Flood leaves thousands of Rohingya homeless at Bangladesh's refugee camps

As heavy rain continues, authorities working to relocate affected Rohingya to safer areas

Md. Kamruzzaman   | 28.07.2021
Flood leaves thousands of Rohingya homeless at Bangladesh's refugee camps FILE PHOTO

DHAKA, Bangladesh

A massive flood caused by days-long seasonal monsoon rain has pushed thousands of Rohingya homeless at Bangladesh's refugee camps.

"Flood washed away hundreds of our makeshift tents especially at Balukhali refugee camp and several thousands of our people are now homeless," Jalal Ahmed, a Rohingya refugee at Balukhali camp, told Anadolu Agency.

He said that many of them have taken shelter at some centers run by international aid agencies and NGOs while some others sheltered at their nearby relatives' tents.

According to official records, at least six Rohingya people were killed on Tuesday in a landslide at the Balukhali refugee camp in the southern district of Cox's Bazar while some others were injured.

Two residents also died in separate landslides as their mud-made homes collapsed.

"Almost every year we suffer from rain and flood at the camps.

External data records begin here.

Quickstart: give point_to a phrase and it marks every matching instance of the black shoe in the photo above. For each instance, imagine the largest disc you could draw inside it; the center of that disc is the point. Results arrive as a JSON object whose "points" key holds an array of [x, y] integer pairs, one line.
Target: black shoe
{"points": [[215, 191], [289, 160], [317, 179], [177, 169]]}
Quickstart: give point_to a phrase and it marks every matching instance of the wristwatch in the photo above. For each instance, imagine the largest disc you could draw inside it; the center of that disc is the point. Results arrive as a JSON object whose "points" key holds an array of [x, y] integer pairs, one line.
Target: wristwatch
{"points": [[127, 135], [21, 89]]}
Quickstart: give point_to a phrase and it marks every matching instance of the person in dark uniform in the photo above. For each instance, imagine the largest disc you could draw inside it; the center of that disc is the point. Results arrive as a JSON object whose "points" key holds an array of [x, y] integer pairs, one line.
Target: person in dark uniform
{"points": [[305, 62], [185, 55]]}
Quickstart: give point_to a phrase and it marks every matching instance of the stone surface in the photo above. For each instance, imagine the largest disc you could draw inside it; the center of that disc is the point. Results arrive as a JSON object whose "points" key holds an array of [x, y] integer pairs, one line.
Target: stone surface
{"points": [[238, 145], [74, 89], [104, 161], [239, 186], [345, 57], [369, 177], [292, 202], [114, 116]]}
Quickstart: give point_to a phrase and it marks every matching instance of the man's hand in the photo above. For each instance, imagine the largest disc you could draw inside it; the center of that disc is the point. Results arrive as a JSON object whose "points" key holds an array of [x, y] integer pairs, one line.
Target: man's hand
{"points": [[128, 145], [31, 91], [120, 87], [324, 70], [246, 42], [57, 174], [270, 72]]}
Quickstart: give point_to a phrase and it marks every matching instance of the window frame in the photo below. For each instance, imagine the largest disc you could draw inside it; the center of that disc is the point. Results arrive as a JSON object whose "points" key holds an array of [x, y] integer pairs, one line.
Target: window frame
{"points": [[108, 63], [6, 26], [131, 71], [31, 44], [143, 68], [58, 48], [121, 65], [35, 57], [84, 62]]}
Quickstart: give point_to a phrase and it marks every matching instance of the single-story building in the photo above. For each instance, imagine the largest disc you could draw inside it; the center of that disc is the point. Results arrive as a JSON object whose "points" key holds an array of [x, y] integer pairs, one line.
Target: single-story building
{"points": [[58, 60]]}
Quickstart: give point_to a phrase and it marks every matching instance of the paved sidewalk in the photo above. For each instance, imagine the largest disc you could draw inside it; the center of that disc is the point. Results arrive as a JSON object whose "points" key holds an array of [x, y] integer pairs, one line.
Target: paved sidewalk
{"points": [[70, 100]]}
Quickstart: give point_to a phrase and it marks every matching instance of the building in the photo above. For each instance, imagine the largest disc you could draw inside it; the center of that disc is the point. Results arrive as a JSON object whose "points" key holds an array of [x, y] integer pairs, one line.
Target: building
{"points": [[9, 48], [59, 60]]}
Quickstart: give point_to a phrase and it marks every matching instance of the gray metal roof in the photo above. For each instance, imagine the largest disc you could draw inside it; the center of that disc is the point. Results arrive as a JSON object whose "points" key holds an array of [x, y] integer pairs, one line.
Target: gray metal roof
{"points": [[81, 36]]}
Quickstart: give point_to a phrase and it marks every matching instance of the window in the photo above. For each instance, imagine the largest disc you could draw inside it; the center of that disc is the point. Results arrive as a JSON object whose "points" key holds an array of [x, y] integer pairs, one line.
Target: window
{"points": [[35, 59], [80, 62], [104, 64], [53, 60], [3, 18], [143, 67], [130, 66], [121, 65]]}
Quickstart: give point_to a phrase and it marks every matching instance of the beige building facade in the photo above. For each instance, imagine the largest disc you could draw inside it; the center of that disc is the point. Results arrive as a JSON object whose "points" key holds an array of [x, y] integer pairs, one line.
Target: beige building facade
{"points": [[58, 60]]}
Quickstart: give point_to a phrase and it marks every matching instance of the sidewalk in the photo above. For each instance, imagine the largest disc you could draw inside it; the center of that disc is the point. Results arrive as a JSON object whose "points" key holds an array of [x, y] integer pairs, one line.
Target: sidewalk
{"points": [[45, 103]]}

We need a permanent solution," bemoaned Rohingya refugee Sobeda Khatun, who is also homeless now due to the prevailing flood.

The Bangladeshi refugee authority, however, said it is too early to calculate how many Rohingya have become homeless as rain is still going on.

"There is heavy rain for the last couple of days and it still going on. So it is tough for us to figure out the exact number of homeless Rohingya now. We are working to relocate the affected ones to a safer place," Shamsud Douza, additional commissioner of Bangladesh's Refugee Relief and Repatriation Commission, told Anadolu Agency.

He added that it is their priority that no Rohingya is left out of the shelter during this critical period.

Bangladesh is now home to more than 1.2 million stateless Rohingya, most of whom fled a brutal military crackdown in their home country of Myanmar in August 2017.

Thousands of these persecuted people at the world's largest refugee camps have been living at the steep slope of hills with life risks, especially during the seasonal monsoon rain as they have to pass their time with the heavy scare of being hit by landslides anytime.